In [1]:
#from plot import *
from max_model import MaxModel

# Final Report - Modeling the Urban Head Island Effect in NYC

## Introduction 

The urban heat island effect is a phenomenon where temperatures in cities are quite higher than those found in surrounding suburban and rural areas. The phenomenon is especially accute in large dense urban areas during summers. The higher temperatures can be attributed to the lack of geenery such as trees, a large concentration of cement and a high-use of heat-inducing equipment, such as air conditioners. Greenery tend to lower temperatures due to the release of humidity, as well as, in the case of trees, creating a canopy for the streetscape, so as to provide shade. A concentration of cement and asphalt leads to higher average tempatures, as both materials trap heat from direct sunlight and slowly release the heat throughout the night, as surfaces slowly cool down. The effect is that many areas that suffer from the UHI effect most severly have little relief from the heat at night. Lastly, the use of equipment such as air conditioners and cars, directly contribute heat to surrounding environments, which in conjunction with the other contributors to the urban heat island effect, lifts urban temperatures.

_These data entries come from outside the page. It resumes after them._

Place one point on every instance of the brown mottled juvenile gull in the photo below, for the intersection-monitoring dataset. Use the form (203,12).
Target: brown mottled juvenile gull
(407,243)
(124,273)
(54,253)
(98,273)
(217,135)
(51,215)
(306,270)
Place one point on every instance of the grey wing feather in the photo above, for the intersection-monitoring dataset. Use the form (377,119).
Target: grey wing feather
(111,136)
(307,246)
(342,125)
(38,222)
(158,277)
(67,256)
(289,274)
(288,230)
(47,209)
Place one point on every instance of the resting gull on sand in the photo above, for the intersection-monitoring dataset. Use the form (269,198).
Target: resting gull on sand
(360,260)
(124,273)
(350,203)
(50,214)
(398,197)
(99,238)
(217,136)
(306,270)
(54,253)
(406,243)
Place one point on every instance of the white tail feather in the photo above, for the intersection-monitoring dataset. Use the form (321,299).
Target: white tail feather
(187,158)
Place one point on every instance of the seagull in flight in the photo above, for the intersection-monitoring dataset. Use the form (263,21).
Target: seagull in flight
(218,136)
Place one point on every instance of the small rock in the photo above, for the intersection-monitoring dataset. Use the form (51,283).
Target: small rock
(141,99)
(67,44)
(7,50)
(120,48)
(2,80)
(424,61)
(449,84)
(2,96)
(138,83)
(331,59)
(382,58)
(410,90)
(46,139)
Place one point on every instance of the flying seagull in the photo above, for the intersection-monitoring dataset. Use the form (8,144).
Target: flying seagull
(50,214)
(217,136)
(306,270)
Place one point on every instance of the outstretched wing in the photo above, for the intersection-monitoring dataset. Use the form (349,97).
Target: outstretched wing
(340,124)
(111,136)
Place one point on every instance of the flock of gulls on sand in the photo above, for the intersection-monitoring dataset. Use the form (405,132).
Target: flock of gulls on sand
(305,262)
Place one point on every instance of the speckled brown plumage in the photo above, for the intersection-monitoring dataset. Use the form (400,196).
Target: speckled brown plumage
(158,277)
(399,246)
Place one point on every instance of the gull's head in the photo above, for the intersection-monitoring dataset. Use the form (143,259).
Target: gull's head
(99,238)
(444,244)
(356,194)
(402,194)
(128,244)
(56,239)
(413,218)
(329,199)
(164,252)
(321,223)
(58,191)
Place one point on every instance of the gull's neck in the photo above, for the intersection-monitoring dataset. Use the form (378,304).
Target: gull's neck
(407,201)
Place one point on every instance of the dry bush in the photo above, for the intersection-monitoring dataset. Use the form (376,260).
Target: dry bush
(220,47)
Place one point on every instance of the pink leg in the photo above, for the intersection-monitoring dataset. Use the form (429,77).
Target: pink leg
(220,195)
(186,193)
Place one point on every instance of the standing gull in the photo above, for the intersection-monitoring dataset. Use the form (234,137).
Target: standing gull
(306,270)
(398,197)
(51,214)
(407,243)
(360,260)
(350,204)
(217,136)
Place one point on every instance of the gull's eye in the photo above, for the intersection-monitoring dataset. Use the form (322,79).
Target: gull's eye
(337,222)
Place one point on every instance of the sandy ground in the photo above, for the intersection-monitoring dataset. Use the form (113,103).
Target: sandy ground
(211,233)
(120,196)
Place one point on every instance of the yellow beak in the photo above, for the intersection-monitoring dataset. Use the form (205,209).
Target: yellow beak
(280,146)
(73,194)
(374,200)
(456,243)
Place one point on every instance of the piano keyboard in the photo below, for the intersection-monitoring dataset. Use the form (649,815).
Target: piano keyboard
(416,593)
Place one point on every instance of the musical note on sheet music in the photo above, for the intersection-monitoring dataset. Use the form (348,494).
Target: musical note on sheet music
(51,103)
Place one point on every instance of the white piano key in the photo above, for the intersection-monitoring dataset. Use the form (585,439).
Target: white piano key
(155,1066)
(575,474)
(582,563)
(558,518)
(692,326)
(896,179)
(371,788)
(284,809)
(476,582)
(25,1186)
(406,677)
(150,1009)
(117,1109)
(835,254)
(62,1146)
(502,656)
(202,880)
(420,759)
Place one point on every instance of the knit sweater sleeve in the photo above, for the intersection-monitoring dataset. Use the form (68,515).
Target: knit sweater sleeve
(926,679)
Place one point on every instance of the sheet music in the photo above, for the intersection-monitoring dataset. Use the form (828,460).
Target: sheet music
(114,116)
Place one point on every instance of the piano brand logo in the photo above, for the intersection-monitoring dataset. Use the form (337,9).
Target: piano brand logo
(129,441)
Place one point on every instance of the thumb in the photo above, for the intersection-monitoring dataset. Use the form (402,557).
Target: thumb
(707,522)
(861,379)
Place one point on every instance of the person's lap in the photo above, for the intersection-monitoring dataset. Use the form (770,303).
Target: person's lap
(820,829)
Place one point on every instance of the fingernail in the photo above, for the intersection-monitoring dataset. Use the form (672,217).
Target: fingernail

The UHI effect is important to study, as in the near future, due to climate change, summers may become warmer and cities that suffer from the effect more accutely may face upticks in heat strokes among the most vulnerable populations. The Urban Heat Island effect has been studied in many cities around the world and New York City has been one of the cities that have been studied throughouly. This is due to the fact that there are large temperature disparities within the city itself. Specifically, neighborhoods that tend to be lower income tend to have the highest summer temperatures. This may be due to the fact that wealthier neighborhoods tend to have a larger density of trees, while poorer neighborhoods lack investment in their respective urban environemnt. 

The goal of this project is to model the urban heat island effect. Specifically, this project attempts to oberve the effect of density, tree canopy, building height and proximity to parks on the temperature in New York City throughout the day. Prior studies have tried to model the phenomenon through surface temperatures computed from satellite imagery. This project differs in that NYC captures hourly temperatures of multiple locations and hence using this data, it may possible to get a more accurate picture of the effects of these variables on temperature. 

Prior work (Yin et al. 2018) that has investigated the effects of these effects on the urban heat island effect through causal inference using regressions using techniques similar to those found in econometrics. In order to encode the causal assumptions for this report to allow for causal interpretation of coefficients, a Pearlean causal diagram is provided below.

In [None]:
causal_diagram()

### Data
The data for this project was sourced from multiple datasets that were obtained from the NYC OpenData platform. Specifically, the datasets of Hyperlocal Temperature Monitoring, Park Properties, Building Footprints and lastly the 2015 Tree Census.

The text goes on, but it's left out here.